Ao reduzir drasticamente a oferta de combustíveis fósseis e provocar a disparada de preços, os ataques de Estados Unidos e Israel ao Irã também afetaram a demanda por petróleo. No mês passado, a Agência Internacional de Energia (IEA) projetou uma queda de quase 2,5 milhões de barris por dia (bpd) no consumo no 2º trimestre deste ano. Mas novos números do Goldman Sachs mostram que a redução da demanda pode ser ainda mais profunda.
O banco estimou uma destruição da demanda global de petróleo de 4 milhões a 5 milhões de bpd em abril, já que o fechamento do Estreito de Ormuz parece ter reduzido a oferta global em 4% a 5%, informam Reuters e eixos. Segundo o Goldman Sachs, a queda além do previsto representa riscos para sua previsão de preço do petróleo Brent de US$ 90 por barril e do WTI de US$ 83 por barril no 4º trimestre.
A queda na demanda foi impulsionada pelo menor consumo, particularmente na China e na Europa Ocidental, onde os relatórios de vendas de combustíveis no varejo em abril foram fracos, disse o Goldman Sachs. Embora a redução represente riscos de baixa para os preços, o banco pontuou que há riscos significativos de alta, caso Ormuz permaneça fechado e a oferta global diminua ainda mais.
As estimativas do banco foram baseadas em três abordagens distintas: análises da produção global de refinarias; medidas de alta frequência da demanda por petróleo; e estimativas de outros analistas e de empresas de trading.
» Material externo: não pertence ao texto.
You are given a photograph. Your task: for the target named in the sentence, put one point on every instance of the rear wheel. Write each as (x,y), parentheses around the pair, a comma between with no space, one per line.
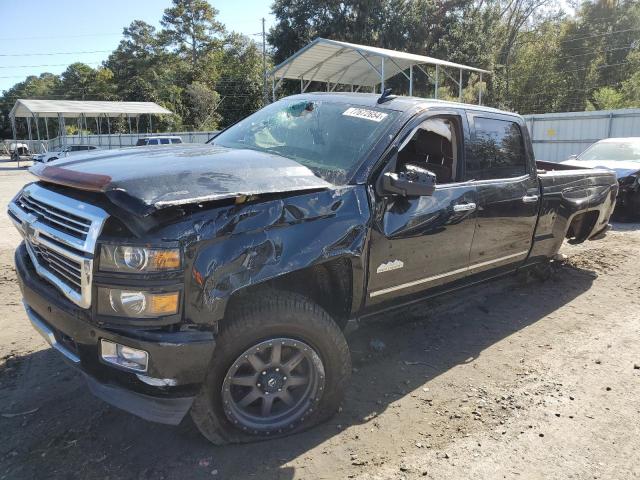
(280,366)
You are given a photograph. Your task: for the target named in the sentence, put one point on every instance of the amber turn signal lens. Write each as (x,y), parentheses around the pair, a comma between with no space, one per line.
(166,260)
(163,304)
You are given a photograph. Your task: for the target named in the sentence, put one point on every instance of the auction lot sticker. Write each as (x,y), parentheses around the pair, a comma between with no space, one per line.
(372,115)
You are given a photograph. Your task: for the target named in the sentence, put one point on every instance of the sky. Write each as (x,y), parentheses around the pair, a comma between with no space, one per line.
(47,35)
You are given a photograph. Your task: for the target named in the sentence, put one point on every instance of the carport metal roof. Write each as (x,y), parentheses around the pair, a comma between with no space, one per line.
(341,63)
(25,108)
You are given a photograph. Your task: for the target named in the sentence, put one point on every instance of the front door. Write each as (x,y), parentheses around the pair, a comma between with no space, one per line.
(508,192)
(418,243)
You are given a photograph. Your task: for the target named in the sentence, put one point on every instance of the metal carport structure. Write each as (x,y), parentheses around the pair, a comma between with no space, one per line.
(80,110)
(341,63)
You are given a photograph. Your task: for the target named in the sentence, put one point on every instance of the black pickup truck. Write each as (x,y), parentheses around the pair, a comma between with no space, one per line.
(218,279)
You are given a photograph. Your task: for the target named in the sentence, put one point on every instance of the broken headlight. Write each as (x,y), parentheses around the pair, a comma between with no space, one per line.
(134,259)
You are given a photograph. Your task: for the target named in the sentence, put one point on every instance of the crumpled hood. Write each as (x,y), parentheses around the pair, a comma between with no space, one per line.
(159,177)
(622,168)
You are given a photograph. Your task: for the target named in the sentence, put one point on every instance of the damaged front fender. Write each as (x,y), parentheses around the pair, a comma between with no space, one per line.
(239,246)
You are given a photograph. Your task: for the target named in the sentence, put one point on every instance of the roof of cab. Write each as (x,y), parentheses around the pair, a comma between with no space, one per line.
(399,103)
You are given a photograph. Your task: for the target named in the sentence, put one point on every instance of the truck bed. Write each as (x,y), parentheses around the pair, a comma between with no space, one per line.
(576,205)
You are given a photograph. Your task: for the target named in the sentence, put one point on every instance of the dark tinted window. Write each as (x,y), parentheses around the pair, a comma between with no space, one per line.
(498,150)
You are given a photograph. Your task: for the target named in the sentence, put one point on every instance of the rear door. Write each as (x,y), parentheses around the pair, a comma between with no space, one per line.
(418,243)
(503,171)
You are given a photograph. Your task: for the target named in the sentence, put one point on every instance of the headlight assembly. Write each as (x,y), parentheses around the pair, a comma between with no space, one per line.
(117,302)
(133,259)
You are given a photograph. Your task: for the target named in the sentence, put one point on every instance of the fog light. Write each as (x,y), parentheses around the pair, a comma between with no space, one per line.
(123,356)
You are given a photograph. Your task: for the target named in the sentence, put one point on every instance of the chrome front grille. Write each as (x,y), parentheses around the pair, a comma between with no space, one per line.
(54,217)
(61,265)
(60,234)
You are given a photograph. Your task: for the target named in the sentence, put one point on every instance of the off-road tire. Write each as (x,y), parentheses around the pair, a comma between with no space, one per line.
(273,314)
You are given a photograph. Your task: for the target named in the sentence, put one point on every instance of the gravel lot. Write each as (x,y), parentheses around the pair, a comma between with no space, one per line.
(517,379)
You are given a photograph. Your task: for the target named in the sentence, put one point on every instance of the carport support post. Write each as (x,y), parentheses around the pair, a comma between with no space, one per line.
(99,129)
(15,136)
(36,119)
(109,128)
(410,80)
(273,88)
(29,130)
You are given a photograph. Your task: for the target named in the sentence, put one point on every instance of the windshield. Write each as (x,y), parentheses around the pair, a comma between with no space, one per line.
(328,138)
(623,150)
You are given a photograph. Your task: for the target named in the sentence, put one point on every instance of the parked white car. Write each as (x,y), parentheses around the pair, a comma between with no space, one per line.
(621,155)
(63,152)
(159,140)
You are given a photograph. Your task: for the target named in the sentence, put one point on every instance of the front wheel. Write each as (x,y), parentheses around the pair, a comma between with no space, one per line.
(281,365)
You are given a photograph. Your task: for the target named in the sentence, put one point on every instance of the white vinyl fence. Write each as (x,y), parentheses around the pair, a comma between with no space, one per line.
(556,136)
(115,140)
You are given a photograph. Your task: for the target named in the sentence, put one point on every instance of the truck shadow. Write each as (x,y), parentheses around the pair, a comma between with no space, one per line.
(74,435)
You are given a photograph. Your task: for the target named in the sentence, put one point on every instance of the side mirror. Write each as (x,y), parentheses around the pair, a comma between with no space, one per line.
(413,181)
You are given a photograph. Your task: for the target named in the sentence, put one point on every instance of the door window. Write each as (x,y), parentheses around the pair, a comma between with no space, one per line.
(433,145)
(498,150)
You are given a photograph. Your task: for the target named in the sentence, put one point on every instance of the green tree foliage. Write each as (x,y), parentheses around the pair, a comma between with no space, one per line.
(191,27)
(543,59)
(207,76)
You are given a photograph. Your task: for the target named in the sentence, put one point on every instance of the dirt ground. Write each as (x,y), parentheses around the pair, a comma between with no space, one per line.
(509,380)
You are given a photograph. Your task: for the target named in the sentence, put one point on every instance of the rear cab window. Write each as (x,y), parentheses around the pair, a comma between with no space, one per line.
(498,150)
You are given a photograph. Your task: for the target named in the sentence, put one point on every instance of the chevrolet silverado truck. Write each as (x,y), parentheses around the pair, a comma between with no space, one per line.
(218,279)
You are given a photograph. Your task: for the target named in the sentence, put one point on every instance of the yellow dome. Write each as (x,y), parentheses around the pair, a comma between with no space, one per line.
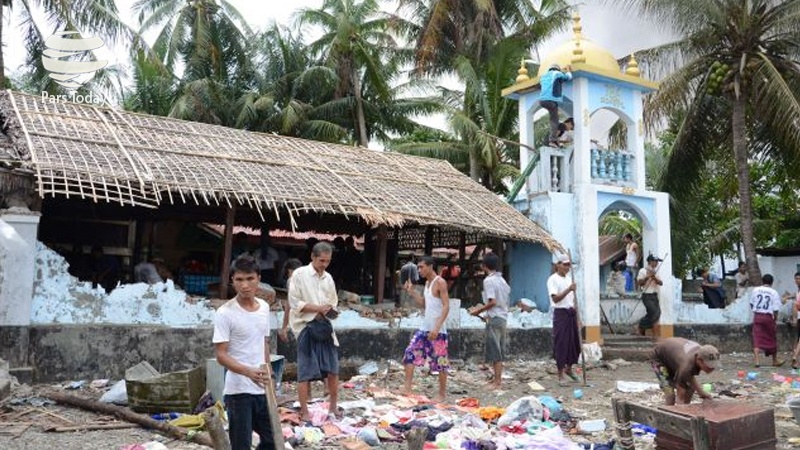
(580,50)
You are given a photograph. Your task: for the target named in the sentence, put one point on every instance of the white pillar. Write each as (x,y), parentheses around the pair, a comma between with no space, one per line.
(525,137)
(583,132)
(664,245)
(18,228)
(636,137)
(588,270)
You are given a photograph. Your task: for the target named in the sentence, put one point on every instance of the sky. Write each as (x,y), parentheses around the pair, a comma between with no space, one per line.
(618,32)
(614,30)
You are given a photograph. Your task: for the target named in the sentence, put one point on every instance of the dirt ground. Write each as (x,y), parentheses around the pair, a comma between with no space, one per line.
(23,426)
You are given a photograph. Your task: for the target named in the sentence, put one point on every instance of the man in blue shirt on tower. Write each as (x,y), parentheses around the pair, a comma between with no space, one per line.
(551,96)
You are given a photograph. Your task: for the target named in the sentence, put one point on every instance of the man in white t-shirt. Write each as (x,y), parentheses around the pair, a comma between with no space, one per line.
(765,303)
(566,341)
(241,345)
(650,283)
(496,293)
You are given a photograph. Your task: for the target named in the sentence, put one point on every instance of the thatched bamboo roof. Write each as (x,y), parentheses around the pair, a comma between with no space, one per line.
(106,155)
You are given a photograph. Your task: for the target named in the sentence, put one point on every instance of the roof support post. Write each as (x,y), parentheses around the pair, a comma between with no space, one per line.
(224,276)
(462,261)
(380,263)
(500,250)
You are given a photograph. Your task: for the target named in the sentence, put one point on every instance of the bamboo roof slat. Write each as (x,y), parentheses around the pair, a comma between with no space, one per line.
(115,156)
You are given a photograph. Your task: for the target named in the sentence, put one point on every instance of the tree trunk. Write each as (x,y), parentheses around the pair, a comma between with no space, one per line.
(745,196)
(2,60)
(474,167)
(362,121)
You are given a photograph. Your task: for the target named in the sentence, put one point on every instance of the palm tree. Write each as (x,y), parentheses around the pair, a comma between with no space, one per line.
(98,17)
(482,122)
(445,29)
(734,58)
(209,38)
(292,93)
(354,43)
(481,43)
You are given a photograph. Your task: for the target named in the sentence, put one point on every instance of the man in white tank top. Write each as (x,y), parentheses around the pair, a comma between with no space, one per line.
(430,341)
(631,261)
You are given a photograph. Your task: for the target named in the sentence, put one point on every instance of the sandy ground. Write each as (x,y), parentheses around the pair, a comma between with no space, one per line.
(467,380)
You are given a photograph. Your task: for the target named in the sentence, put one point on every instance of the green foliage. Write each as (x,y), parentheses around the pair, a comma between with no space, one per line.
(731,76)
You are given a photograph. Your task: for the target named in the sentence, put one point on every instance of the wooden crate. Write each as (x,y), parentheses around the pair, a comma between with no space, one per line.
(171,392)
(714,425)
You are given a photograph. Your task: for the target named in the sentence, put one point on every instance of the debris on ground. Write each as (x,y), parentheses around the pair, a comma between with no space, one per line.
(531,410)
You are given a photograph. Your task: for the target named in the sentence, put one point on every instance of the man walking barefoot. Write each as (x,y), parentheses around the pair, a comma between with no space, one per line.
(313,299)
(496,293)
(241,345)
(566,341)
(430,341)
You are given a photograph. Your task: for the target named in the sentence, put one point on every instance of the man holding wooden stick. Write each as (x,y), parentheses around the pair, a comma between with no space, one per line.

O choque do petróleo provocado pela guerra no Oriente Médio fortaleceu as discussões sobre a chamada “destruição da demanda”, destaca o New York Times. O termo, que já existe há décadas, refere-se à perda contínua da demanda por uma commodity decorrente de preços elevados.
A longo prazo, as mudanças que as pessoas – e os governos – fizerem agora, incluindo a transição para fontes renováveis, podem reduzir permanentemente a demanda por petróleo. Algo de que o clima do planeta precisava há anos. Mas que agora vem se tornando imprescindível também à segurança e à soberania energética das nações.
Em tempo: Enquanto se fala em “destruição da demanda” por petróleo, a Petrobras continua na empreitada de explorar combustíveis fósseis na Foz do Amazonas. Segundo Valor e Brasil Energia, o IBAMA pediu à petrolífera o cronograma atualizado das atividades de perfuração do poço Morpho, no bloco FZA-M-59. E a estatal pediu a inclusão de uma nova plataforma de perfuração, a UMP Amaralina Star (NS-43), na licença que autorizou a perfuração. Segundo o documento, a Petrobras alegou a necessidade de “garantir maior flexibilidade operacional”. Segundo a empresa, a NS-43 tem a mesma capacidade técnica e operacional da sonda NS-42 (ODN-II), que perfura o Morpho. A expectativa é de que a Petrobras conclua a perfuração de Morpho neste mês.